Около таких мест обыкновенно находятся, как я узнал впоследствии, главные береговые селения папуасов. Все эти наблюдения я сделал на рассвете на мостике корвета и остался вполне доволен общим видом страны, которую избрал для исследования и, быть может, продолжительного пребывания. После завтрака я снова отправился в деревню, в которой был вчера вечером. Мой первый знакомый, папуас Туй, и несколько других вышли ко мне навстречу.

В этот день на корвете должен был быть молебен по случаю дня рождения Вел. кн. Константина Николаевича и установленный пушечный салют; поэтому я решил остаться в деревне среди туземцев, которых сегодня набралось несколько десятков, чтобы моим присутствием ослабить несколько страх, который могла произвести на туземцев пальба.

Но так как времени до салюта оставалось еще достаточно, то я отправился приискать место для моей будущей хижины. Мне не хотелось селиться в самой деревне и даже вблизи ее, во-первых, потому, что я не знал ни характера, ни нравов моих будущих соседей; во-вторых, незнакомство с языком лишало меня возможности испросить на то их согласие; навязывать же мое присутствие я считал бестактным; в-третьих, очень не любя шума, я боялся, что вблизи деревни меня будут беспокоить и раздражать крики взрослых, плач детей и вой собак.

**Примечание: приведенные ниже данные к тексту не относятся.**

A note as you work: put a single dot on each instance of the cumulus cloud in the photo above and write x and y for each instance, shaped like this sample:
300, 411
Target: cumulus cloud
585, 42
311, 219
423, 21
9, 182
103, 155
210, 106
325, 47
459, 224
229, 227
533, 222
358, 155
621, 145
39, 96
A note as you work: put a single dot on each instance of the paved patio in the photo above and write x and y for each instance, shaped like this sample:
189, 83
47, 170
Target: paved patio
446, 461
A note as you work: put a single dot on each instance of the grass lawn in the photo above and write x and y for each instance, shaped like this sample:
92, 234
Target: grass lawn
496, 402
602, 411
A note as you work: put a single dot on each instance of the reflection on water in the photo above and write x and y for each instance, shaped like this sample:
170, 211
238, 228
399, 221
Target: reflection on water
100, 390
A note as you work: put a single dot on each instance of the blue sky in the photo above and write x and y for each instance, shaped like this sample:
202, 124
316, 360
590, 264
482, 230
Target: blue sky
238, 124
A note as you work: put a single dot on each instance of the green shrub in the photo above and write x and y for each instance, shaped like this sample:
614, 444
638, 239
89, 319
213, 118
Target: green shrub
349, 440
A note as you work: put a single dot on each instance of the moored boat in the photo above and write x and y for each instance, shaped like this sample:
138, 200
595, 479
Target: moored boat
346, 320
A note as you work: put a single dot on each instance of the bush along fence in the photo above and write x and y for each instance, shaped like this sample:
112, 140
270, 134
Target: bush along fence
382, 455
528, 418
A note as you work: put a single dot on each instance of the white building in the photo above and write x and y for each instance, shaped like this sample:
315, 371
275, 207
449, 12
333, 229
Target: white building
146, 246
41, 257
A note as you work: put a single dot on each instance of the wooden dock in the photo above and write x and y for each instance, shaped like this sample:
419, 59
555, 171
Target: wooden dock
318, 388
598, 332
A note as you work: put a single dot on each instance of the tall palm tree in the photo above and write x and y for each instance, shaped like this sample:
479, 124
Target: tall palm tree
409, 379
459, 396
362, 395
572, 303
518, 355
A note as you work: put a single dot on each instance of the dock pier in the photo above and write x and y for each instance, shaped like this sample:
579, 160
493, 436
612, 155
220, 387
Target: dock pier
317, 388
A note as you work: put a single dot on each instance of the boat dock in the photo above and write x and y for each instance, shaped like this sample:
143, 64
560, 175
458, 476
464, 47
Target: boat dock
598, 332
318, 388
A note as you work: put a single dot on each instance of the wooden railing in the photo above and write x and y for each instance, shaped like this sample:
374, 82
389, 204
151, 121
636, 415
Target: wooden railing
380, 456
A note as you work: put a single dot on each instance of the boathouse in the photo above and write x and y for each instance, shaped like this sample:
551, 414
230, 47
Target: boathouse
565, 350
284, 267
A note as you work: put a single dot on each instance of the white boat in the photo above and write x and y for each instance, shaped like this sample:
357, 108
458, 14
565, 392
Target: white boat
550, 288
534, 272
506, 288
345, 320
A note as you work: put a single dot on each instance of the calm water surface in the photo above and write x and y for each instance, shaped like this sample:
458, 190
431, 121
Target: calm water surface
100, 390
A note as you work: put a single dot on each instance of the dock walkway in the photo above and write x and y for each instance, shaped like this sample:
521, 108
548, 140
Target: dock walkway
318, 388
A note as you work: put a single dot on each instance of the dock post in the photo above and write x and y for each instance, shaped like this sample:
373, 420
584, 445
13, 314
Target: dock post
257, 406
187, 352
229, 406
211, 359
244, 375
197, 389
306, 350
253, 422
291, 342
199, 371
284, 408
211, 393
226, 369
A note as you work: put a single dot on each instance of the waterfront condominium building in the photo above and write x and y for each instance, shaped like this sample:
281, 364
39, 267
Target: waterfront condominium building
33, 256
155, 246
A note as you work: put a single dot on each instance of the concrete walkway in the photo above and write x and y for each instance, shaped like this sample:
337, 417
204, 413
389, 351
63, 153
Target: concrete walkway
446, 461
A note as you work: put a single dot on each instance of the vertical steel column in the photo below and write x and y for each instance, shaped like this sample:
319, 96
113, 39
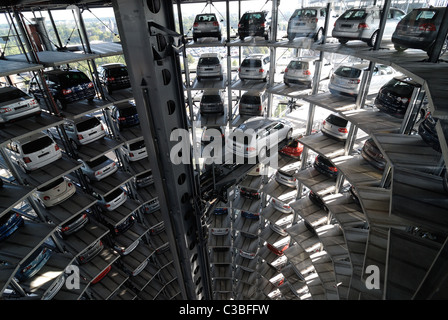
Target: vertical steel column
147, 32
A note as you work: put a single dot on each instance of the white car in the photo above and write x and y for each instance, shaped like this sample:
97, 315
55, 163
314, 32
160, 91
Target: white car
134, 151
55, 192
16, 104
112, 200
346, 79
336, 127
255, 67
253, 137
301, 71
33, 152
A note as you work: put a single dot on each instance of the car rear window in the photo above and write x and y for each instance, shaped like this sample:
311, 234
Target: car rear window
251, 63
354, 14
304, 13
298, 65
208, 61
337, 121
250, 99
88, 124
51, 185
137, 145
12, 94
348, 72
400, 88
36, 145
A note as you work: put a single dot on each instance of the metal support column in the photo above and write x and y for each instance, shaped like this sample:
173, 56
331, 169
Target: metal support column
150, 47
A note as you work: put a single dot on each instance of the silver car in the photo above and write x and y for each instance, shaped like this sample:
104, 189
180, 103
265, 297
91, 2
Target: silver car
16, 104
209, 66
255, 67
206, 25
363, 24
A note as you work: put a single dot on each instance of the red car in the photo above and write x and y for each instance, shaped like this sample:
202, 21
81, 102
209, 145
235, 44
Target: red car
293, 149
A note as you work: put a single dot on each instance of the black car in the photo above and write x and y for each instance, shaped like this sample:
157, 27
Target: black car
373, 155
427, 130
124, 114
326, 167
114, 76
254, 24
393, 98
66, 86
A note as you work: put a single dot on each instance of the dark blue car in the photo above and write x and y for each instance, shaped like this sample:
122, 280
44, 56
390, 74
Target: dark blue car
34, 263
9, 223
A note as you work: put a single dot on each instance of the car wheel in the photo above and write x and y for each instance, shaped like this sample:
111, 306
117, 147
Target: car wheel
373, 39
399, 48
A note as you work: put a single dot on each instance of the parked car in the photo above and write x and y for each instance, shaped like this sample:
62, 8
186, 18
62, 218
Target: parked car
90, 252
427, 130
336, 127
325, 166
281, 205
254, 24
212, 102
16, 104
257, 132
301, 71
363, 24
209, 66
253, 103
419, 29
114, 76
34, 263
393, 97
112, 200
373, 155
55, 192
255, 67
206, 25
307, 22
346, 78
144, 179
124, 114
81, 131
134, 151
73, 225
66, 86
293, 149
98, 169
33, 152
9, 223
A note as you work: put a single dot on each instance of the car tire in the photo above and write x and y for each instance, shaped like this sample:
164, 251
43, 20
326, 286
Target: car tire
371, 42
399, 48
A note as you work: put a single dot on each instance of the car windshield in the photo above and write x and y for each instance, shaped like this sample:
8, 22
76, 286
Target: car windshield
251, 63
298, 65
400, 88
129, 111
36, 145
88, 124
348, 72
208, 61
137, 145
211, 98
205, 18
118, 72
97, 162
337, 121
73, 78
250, 99
304, 13
113, 195
12, 95
354, 14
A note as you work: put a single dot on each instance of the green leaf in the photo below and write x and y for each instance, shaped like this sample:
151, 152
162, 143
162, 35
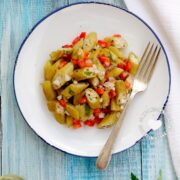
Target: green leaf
133, 177
160, 175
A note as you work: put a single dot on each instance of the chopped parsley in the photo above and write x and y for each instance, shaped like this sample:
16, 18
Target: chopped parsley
87, 110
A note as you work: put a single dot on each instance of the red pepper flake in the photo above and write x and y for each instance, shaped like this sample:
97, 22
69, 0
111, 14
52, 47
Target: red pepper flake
83, 100
82, 35
62, 102
103, 43
67, 46
112, 94
100, 91
123, 76
117, 35
76, 123
62, 64
97, 112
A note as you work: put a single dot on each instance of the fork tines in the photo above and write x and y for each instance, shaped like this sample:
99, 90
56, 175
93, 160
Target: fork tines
148, 62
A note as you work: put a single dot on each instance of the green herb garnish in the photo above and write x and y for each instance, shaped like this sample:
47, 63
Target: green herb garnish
133, 177
87, 110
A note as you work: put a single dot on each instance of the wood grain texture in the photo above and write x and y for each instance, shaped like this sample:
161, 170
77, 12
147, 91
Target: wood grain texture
27, 155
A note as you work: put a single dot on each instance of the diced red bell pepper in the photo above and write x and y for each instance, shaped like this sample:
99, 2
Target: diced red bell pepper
88, 64
105, 60
81, 63
103, 43
96, 112
122, 66
63, 63
74, 61
86, 54
97, 120
67, 46
112, 94
76, 40
128, 66
76, 123
127, 85
106, 111
82, 35
83, 100
117, 35
123, 76
89, 123
62, 102
100, 91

Я отправился из деревни по тропинке и минут через десять подошел к маленькому мыску, возле которого протекал небольшой ручей и росла группа больших деревьев. Место это показалось мне вполне удобным как по близости к ручью, так и по тому, что находилось почти на тропинке, соединявшей, вероятно, соседние деревни. Наметив таким образом место будущего поселения, я поторопился вернуться в деревню, но пришел уже во время салюта.

Пушечные выстрелы, казалось, приводили туземцев больше в недоумение, чем пугали. При каждом новом выстреле они то пытались бежать, то ложились на землю, затыкали себе уши, тряслись всем телом, точно в лихорадке, или приседали. Я был в очень глупом положении: при всем желании успокоить их и быть серьезным я не мог часто удержаться от смеха; но вышло, что мой смех оказался самым действительным средством против страха туземцев, и так как смех вообще заразителен, то я заметил вскоре, что и папуасы, следуя моему примеру, начали ухмыляться, глядя друг на друга.

Довольный, что все обошлось благополучно, я вернулся на корвет, где капитан Назимов предложил мне отправиться со мною для окончательного выбора места постройки хижины. К нам присоединились старший офицер и доктор. Хотя, собственно, мой выбор был уже сделан, но посмотреть еще другие места, которые могли оказаться лучшими, было нелишним. Из трех осмотренных нами мест одно нам особенно понравилось. Значительный ручей впадал здесь в открытое море, но, заключая по многим признакам, что туземцы имеют обыкновение приходить сюда часто, оставляют здесь свои пироги, а недалеко оттуда обрабатывают плантации, я объявил командиру о моем решении поселиться на первом, избранном мною самим месте.